Early and eighteen month clinical outcomes of first UK case of percutaneous deep vein arterialisation (pDVA) to treat “no option” chronic limb-threatening ischemia using the LimFlow system

Background

Chronic limb-threatening ischaemia (CLTI) in cases where there are no further standard treatment options for limb salvage represents the most advanced stage of peripheral arterial disease. For these “no-option” CLTI patients, an experimental treatment of foot vein arterialisation (FVA) was first described in 1912, however, it was never widely adopted as outcomes varied significantly most likely due to the complexity of the surgical intervention and lack of standardisation. In recent years there have been significant developments in performing FVA fully percutaneously and standardising the procedure with the introduction of specific indications for patient selection, a dedicated set of devices and structured follow up. This case represents the first UK use of the dedicated LimFlow System as a standardised procedure to perform percutaneous deep vein arterialisation (pDVA) in a “no option” CLTI patient according to the latest treatment recommendations in the literature, with outcomes out to 18 months post-procedure.

Case presentation

We present the case of a 78 year old male diabetic patient with a history of contralateral below knee amputation who presented with ischaemic rest pain and dry gangrene involving his left heel and first and second toes. Following review by the lower limb multi-disciplinary team at our institution, the patient was deemed to have no surgical or endovascular treatment options, apart from major amputation, as there was no suitable target for either angioplasty or bypass. He was therefore referred as a candidate for percutaneous deep vein arterialisation (pDVA) with the LimFlow System (LimFlow SA, France). After screening of the patient according to the indications for use, the pDVA procedure was successfully performed resulting in complete resolution of ischaemic rest pain immediately following the procedure, and adequate revascularisation of the foot. Following the index procedure, the subject went on to have minor amputation of the first, second and third toes 2 months post initial procedure with further secondary angioplasty procedures to optimise the flow throughout the arterialised circuit up to 4 months after the initial procedure.
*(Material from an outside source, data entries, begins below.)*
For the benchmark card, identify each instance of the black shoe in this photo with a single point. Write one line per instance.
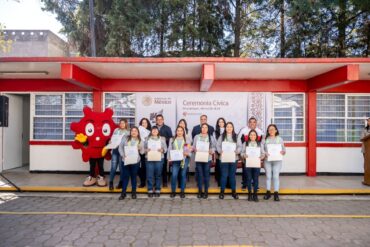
(255, 197)
(119, 185)
(250, 196)
(205, 195)
(268, 195)
(221, 195)
(123, 196)
(182, 195)
(133, 195)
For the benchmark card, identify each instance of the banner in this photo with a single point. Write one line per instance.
(149, 105)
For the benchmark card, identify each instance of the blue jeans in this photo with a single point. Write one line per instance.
(228, 170)
(154, 171)
(272, 169)
(203, 170)
(115, 163)
(252, 176)
(129, 171)
(176, 168)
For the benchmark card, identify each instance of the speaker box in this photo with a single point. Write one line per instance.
(4, 111)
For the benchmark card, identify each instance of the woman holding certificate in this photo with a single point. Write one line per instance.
(130, 150)
(118, 134)
(253, 153)
(228, 148)
(179, 152)
(274, 150)
(204, 146)
(155, 146)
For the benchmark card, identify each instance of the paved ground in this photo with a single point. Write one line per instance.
(55, 220)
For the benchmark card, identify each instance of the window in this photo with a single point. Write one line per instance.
(288, 115)
(123, 105)
(53, 114)
(341, 117)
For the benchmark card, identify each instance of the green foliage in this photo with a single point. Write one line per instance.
(241, 28)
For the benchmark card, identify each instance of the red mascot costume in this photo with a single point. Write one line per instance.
(92, 134)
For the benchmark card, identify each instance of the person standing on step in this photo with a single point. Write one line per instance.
(227, 144)
(274, 142)
(166, 132)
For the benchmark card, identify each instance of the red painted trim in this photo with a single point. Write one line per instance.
(259, 86)
(183, 60)
(133, 85)
(311, 134)
(334, 78)
(79, 77)
(51, 143)
(97, 101)
(339, 145)
(361, 86)
(208, 77)
(296, 144)
(37, 85)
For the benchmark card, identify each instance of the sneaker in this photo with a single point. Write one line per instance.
(101, 181)
(89, 181)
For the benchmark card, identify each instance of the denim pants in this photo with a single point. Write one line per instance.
(115, 163)
(252, 175)
(203, 170)
(228, 170)
(272, 169)
(176, 170)
(129, 172)
(154, 172)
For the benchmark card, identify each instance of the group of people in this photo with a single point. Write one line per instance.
(154, 174)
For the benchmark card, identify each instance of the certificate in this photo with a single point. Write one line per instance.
(202, 146)
(131, 155)
(144, 133)
(274, 152)
(253, 152)
(154, 156)
(176, 155)
(154, 145)
(201, 157)
(253, 162)
(115, 141)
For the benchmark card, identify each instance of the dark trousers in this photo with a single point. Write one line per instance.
(142, 170)
(96, 161)
(129, 172)
(252, 178)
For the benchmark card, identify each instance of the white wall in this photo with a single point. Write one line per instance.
(58, 158)
(346, 160)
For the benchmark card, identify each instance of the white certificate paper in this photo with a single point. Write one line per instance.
(202, 146)
(132, 155)
(144, 133)
(154, 145)
(115, 141)
(176, 155)
(274, 152)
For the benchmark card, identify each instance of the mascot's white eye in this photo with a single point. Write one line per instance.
(89, 129)
(106, 129)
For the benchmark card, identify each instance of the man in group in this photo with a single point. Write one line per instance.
(166, 132)
(242, 137)
(197, 128)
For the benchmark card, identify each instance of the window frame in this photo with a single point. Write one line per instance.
(303, 117)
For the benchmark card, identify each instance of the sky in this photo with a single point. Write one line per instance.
(27, 14)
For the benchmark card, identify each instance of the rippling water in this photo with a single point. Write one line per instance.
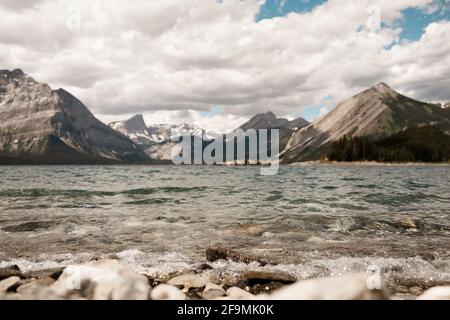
(311, 220)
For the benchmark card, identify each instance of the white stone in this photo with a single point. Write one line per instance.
(436, 293)
(102, 280)
(190, 280)
(167, 292)
(347, 287)
(8, 283)
(213, 291)
(238, 293)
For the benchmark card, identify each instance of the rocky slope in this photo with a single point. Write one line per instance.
(270, 121)
(376, 113)
(157, 141)
(41, 125)
(136, 129)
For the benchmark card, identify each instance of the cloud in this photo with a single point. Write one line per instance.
(160, 57)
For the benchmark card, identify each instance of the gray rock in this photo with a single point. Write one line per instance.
(102, 280)
(11, 271)
(347, 287)
(167, 292)
(436, 293)
(213, 291)
(217, 253)
(53, 273)
(191, 280)
(32, 286)
(239, 294)
(8, 283)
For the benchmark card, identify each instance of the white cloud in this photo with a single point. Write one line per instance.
(162, 56)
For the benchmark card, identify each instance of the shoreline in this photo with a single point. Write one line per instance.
(211, 278)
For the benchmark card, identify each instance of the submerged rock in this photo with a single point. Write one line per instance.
(347, 287)
(30, 287)
(266, 276)
(167, 292)
(102, 280)
(53, 273)
(191, 280)
(218, 253)
(213, 291)
(8, 283)
(436, 293)
(239, 294)
(10, 271)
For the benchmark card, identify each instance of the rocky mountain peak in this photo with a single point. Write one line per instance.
(385, 90)
(41, 125)
(136, 123)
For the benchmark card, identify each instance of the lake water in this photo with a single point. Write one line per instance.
(312, 221)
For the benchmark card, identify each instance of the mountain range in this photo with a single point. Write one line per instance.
(39, 125)
(376, 113)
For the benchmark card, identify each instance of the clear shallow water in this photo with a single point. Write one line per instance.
(311, 220)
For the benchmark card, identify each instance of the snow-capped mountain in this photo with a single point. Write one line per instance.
(174, 132)
(376, 113)
(136, 129)
(40, 125)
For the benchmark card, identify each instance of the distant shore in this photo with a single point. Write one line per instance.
(368, 163)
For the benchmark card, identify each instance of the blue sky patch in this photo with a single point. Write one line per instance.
(414, 20)
(280, 8)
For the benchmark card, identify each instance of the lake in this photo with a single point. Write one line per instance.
(311, 221)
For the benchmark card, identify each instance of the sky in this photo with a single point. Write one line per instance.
(215, 63)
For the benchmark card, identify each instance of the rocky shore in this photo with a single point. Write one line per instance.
(110, 279)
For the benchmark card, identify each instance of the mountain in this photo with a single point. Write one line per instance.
(270, 121)
(136, 129)
(377, 113)
(174, 132)
(45, 126)
(418, 144)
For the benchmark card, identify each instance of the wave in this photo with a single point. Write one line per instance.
(77, 193)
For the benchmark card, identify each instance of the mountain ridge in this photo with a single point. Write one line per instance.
(42, 125)
(377, 112)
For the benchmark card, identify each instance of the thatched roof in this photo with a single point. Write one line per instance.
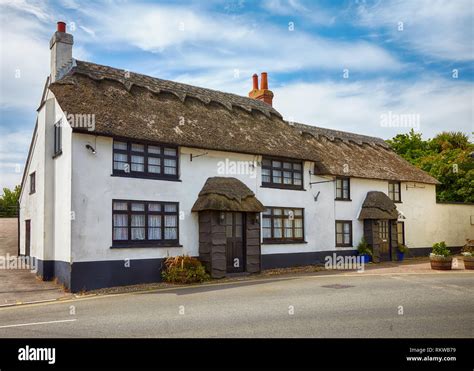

He underwent elective completion transmetatarsal amputation at 13 months post index procedure. The surgical wounds post minor amputation and the heel wound showed continued healing, especially after secondary optimisation of the pDVA outflow, with tissue epithelialisation by 6 months and complete healing by 18 months after the index procedure.

Conclusions

This case report demonstrates the clinical outcomes of a technically-successful standardised pDVA procedure with the LimFlow system including both limb salvage and wound healing at 18 months. It also highlights the importance of close clinical and radiological surveillance post-index procedure and the requirement for re-interventions to optimise wound healing.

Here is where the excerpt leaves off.